README.md · simustar/Yi-34B-Llama-GGUF at 9382952043f566eb1e62117cc0eabda5fe17cbd7

metadata

pipeline_tag: text-generation

This model repository contains files in GGUF format for the Yi 34B LLaMA, compatible with LLaMA modeling, based on the work from the chargoddard/Yi-34B-Llama repository.

Based of the work of chargoddard's:

Tensors have been renamed to match the standard LLaMA.
Model can be loaded without trust_remote_code, but the tokenizer can not.

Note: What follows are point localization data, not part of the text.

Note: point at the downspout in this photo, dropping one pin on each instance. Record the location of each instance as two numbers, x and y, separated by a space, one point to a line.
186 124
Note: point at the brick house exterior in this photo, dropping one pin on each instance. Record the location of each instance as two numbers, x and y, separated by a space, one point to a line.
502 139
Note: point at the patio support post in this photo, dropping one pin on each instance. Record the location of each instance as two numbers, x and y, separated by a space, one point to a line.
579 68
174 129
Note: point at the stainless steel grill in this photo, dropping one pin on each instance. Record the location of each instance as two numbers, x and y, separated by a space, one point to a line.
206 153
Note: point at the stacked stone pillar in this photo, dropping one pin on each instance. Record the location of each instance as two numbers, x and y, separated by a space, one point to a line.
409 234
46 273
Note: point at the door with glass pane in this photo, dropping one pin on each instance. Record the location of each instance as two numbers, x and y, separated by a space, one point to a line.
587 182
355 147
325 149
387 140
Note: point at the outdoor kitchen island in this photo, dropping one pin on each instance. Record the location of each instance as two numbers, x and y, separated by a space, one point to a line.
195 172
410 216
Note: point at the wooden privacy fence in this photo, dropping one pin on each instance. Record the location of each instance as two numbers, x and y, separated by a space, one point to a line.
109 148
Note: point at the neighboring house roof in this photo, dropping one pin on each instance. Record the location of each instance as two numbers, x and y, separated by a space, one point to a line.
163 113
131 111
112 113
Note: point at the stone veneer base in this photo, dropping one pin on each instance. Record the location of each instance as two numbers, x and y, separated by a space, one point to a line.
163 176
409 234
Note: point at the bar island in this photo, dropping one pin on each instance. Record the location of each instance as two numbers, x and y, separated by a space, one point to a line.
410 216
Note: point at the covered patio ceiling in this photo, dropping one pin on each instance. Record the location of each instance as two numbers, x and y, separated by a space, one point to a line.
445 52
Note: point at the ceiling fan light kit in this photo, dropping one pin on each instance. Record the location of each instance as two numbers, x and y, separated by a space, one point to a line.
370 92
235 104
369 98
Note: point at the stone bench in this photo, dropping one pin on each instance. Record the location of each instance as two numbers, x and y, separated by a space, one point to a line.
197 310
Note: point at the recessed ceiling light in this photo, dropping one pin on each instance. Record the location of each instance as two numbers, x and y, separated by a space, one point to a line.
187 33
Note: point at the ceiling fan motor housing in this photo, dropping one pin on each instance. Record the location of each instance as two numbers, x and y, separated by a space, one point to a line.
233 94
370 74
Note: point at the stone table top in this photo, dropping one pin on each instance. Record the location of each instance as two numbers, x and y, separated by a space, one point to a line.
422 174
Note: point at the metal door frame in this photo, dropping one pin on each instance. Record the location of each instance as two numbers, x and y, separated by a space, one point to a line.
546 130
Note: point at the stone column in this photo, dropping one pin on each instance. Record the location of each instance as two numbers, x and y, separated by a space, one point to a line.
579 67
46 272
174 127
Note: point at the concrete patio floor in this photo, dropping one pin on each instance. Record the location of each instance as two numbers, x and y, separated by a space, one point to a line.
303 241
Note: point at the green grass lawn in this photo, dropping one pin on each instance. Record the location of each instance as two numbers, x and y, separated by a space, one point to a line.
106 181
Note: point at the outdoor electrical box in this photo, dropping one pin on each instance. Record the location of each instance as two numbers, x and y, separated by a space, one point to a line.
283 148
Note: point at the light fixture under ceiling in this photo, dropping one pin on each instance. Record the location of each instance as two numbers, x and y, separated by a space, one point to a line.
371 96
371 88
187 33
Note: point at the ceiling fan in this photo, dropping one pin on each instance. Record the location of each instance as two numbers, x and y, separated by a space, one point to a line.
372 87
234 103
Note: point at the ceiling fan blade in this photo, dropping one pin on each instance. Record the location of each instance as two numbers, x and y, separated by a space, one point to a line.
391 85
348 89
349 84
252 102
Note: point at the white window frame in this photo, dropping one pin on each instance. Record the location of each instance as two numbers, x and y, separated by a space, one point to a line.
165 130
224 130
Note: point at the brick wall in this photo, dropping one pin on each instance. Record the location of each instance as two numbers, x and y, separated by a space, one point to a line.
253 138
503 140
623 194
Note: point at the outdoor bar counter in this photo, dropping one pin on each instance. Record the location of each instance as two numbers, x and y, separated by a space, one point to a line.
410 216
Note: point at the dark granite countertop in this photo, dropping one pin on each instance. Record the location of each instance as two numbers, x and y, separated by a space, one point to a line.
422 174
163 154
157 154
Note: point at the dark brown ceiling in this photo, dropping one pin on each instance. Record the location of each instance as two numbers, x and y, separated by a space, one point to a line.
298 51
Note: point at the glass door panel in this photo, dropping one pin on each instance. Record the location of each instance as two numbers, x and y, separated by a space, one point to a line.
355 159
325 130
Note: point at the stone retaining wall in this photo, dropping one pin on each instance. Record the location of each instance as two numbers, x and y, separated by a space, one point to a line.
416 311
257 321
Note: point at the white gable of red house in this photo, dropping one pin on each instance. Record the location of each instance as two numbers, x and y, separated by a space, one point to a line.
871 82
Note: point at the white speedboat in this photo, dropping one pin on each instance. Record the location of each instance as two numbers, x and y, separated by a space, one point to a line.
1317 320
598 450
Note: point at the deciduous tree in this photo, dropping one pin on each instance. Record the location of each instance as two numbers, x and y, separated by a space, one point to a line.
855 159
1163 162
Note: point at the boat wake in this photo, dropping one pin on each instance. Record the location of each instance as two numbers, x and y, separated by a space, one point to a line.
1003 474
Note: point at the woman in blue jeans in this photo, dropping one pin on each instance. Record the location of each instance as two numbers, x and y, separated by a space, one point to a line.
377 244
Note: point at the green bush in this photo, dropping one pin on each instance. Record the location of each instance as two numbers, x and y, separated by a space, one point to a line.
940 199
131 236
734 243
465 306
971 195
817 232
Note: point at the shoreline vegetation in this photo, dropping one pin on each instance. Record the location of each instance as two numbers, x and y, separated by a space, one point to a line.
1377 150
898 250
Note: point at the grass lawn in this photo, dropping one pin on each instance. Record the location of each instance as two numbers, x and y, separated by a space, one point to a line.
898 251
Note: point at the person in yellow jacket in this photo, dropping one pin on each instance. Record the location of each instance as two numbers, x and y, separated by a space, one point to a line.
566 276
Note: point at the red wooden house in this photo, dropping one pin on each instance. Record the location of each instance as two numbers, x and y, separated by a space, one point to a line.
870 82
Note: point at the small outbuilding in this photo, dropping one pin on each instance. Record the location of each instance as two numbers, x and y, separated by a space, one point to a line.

Converted & Quantized Files

Q2

Yi-34B-Llama_Q2_K.gguf with quantization method Q2_K (smallest, extreme quality loss - not recommended).

Q3

Yi-34B-Llama_Q3_K_S.gguf with quantization method Q3_K_S (very small, very high quality loss).
Yi-34B-Llama_Q3_K_M.gguf with quantization method Q3_K_M (very small, very high quality loss).
Yi-34B-Llama_Q3_K_L.gguf with quantization method Q3_K_L (small, substantial quality loss).

Q4

Yi-34B-Llama_Q4_K_S.gguf with quantization method Q4_K_S (small, significant quality loss).
Yi-34B-Llama_Q4_K_M.gguf with quantization method Q4_K_M (medium, balanced quality - recommended).

Q5

Yi-34B-Llama_Q5_K_S.gguf with quantization method Q5_K_S (large, low quality loss - recommended).
Yi-34B-Llama_Q5_K_M.gguf with quantization method Q5_K_M (large, very low quality loss - recommended).

Q6

Yi-34B-Llama_Q6_K.gguf with quantization method Q6_K (very large, extremely low quality loss).

Q8

Yi-34B-Llama_Q8_0.gguf with quantization method Q8_0 (very large, extremely low quality loss - not recommended).